Adjoint Method – SGI 2022

By Abraham Kassahun, Dimitry Kachkovski, Hongcheng Song, Shaimaa Monem

Introduction

It has been two weeks of the projects phase in SGI and our team has been working under the guidance of David Levin and Rohan Sawhney on a very interesting approach to solving differential equations using Mixed Finite Element Method.

In the beginning we were looking at how general Finite Element Methods (FEM) are used to solve the 2D Screened Poisson Equation (and later on a 3D one). First and foremost, we need to understand what FEM is. It is a discretization method that allows us to accurately solve differential equations. It allows us to break up a large system into simpler finite parts (in our case – triangles), and to make certain assumptions over these finite elements that help find a feasible solution.

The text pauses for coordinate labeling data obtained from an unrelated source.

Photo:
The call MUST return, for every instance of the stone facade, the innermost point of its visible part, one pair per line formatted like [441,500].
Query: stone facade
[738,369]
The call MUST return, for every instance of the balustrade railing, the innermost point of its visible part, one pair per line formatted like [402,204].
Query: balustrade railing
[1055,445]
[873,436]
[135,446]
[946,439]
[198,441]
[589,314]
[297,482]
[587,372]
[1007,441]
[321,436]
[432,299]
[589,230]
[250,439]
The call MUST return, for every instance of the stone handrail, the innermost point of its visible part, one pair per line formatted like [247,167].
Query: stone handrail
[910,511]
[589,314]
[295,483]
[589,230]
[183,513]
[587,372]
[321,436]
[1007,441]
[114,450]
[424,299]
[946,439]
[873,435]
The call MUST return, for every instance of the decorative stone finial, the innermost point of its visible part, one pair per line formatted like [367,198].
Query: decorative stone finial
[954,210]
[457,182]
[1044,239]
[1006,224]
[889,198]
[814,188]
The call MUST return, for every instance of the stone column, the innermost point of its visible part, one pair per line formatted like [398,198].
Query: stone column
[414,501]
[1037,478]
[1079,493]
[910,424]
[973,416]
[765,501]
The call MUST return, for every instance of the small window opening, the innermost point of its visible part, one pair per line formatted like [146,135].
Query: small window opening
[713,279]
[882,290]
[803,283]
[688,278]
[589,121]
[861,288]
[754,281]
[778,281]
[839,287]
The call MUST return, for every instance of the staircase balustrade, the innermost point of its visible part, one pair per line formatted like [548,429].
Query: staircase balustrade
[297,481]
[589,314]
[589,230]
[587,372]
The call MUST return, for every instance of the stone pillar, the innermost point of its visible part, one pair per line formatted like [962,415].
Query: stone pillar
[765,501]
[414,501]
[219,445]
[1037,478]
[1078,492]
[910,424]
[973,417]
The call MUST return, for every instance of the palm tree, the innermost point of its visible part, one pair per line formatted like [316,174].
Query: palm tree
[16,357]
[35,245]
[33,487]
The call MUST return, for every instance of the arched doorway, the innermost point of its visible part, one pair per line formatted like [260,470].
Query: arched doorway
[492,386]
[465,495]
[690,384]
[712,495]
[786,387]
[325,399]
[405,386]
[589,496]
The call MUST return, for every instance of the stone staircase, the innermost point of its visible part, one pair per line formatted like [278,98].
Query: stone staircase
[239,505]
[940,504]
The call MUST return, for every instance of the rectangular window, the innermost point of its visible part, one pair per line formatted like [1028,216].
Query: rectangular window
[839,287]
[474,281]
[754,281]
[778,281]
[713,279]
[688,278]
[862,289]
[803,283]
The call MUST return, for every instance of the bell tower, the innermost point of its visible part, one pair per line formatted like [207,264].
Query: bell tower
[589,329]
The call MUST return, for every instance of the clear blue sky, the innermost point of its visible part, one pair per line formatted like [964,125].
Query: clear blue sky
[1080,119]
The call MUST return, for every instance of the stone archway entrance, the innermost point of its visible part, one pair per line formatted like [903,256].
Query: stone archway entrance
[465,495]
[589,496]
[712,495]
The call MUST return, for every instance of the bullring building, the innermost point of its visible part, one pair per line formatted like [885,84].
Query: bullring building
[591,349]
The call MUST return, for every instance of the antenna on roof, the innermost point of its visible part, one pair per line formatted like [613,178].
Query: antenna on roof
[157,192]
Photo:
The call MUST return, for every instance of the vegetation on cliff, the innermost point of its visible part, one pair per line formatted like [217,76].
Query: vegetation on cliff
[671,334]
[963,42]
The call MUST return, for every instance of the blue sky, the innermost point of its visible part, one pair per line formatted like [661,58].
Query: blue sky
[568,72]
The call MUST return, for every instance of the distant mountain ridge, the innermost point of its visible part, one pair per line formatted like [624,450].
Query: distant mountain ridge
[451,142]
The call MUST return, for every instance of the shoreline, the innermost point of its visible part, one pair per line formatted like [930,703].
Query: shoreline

If we look into the very simple case of only one triangle mesh, then given 3 vertices $v_1, v_2, v_3$ that form this triangle, we attach a value of a function $u$ at each of them (that is $u(\textbf{v}_1),u(\textbf{v}_2),u(\textbf{v}_3)$are known). To get the value of $u(\textbf{v})$, for a point $\textbf{v}$ inside the triangle, we can use various ways of interpolating between the 3 given values. Linear interpolations are often very useful for simulation, and we can use for instance barycentric coordinates as a way to interpolate these values.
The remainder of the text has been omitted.